For image segmentation, the pixel-by-pixel spatial information provides more information, thus introducing sSE-blocks in parallel. It can measure the importance of spatial location by compressing the channel information, squeezing along the channel and exciting spatially. For an input feature map, the module realizes space extrusion operation through convolution, then normalizes the feature map through sigmoid, and finally multiplies the feature map by the original feature tensor. Thus, for a spatial location, if the information it contains is not important, it is multiplied by a smaller value and suppressed, and not suppressed otherwise.
And respectively carrying out improved cSE-block and sSE-block on the original characteristic diagram to generate a new characteristic diagram after recalibration, adding the two characteristic diagrams, and outputting a final characteristic diagram through an activation function. Therefore, the scSE-block + can be used for re-calibrating the characteristic diagrams along the channel and the space respectively and then combining and outputting the characteristic diagrams, so that the effective information of the characteristic diagrams in the two aspects of the space and the channel is effectively utilized, more fine information is provided for the network, and the representation of the model is favorably promoted.
In this embodiment, the 3D scSE-UNet partition network includes 4 downsampling layers in the coding path, each downsampling layer extracts image features of different layers from two convolutional layers, and the activation is performed by using the ReLU function in the convolution operation, and at the same time, a maximum pooling layer compression feature with a step size of 2 is followed to reduce the number of parameters. In the decoding path, each layer contains an upsampled layer with a step size of 2, followed by two 3 × 3 × 3 convolutional layers, each of which is still followed by a ReLU layer. And fusing the feature map obtained in the encoding stage and the feature map with the same resolution obtained in the decoding stage together through jump connection, and refining the image by combining the features of the shallow layer and the deep layer. Inputting the features after jump connection fusion into scSE-block + to inhibit unimportant features and improve the accuracy of the segmentation result. The last layer is a convolution layer of 1 × 1 × 1, and a prediction partition map with the number of output channels being the number of label categories is output.
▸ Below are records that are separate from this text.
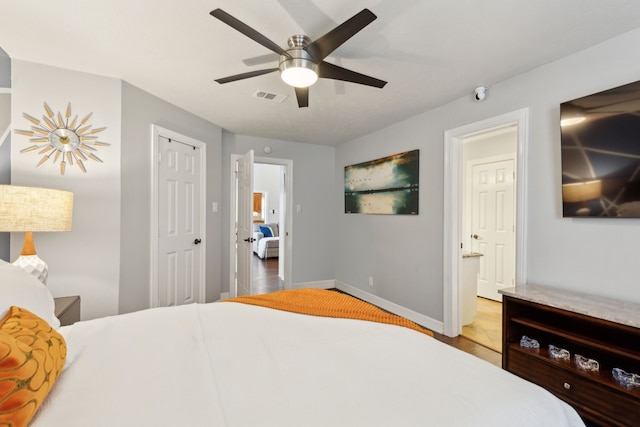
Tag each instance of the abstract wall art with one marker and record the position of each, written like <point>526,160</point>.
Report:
<point>386,186</point>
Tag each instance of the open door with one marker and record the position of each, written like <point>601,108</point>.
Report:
<point>244,224</point>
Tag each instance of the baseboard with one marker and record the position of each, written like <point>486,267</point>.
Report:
<point>422,320</point>
<point>321,284</point>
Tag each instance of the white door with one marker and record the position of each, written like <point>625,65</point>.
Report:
<point>244,225</point>
<point>179,238</point>
<point>493,225</point>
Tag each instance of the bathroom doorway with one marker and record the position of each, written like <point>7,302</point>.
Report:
<point>494,150</point>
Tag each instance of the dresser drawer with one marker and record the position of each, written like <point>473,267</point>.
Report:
<point>610,405</point>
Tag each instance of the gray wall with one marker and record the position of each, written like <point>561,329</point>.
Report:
<point>5,146</point>
<point>5,69</point>
<point>313,228</point>
<point>139,111</point>
<point>404,254</point>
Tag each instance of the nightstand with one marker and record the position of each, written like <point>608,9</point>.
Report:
<point>67,310</point>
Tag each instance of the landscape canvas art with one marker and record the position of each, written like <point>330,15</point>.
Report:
<point>386,186</point>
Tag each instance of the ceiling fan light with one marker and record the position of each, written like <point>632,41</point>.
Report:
<point>299,77</point>
<point>299,73</point>
<point>570,121</point>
TABLE 3.13D scSE-UNet network architecture Table
The second column in the table indicates the size of the output characteristic of the current layer and the number of channels. In the third column [ ] indicates convolution operation, "3 × 3 × 3, 8" indicates convolution layers passing through convolution kernels of 3 × 3 × 3 and 8 channels in size. The "+" in "Dropout _1+ UpSampling3D _ 1" indicates that the Concatenate _1 is a jump connection between Dropout _1 and UpSampling3D _ 1.
TABLE 3.23D scSE-UNet training parameter settings
The parameters in the experimental setup are as in the second column of the table indicating the size of the output feature and the number of channels of the current layer. In the third column [ ] indicates convolution operation, "3 × 3 × 3, 8" indicates convolution layers passing through convolution kernels of 3 × 3 × 3 and 8 channels in size. The "+" in "Dropout _1+ UpSampling3D _ 1" indicates that the Concatenate _1 is a jump connection between Dropout _1 and UpSampling3D _ 1.
Table 3.2. In the training process, a data set of the unlabeled image is randomly divided into 5 sub-data sets which are sequentially input into a segmentation model for prediction, and a corresponding segmentation result is generated. A Dice loss function is used as an objective function in the training process, as shown in a formula 3.2, wherein N represents the total number of pixels on an image, pi represents the probability value that the ith pixel is predicted as a foreground, and gi represents the real label of the ith pixel.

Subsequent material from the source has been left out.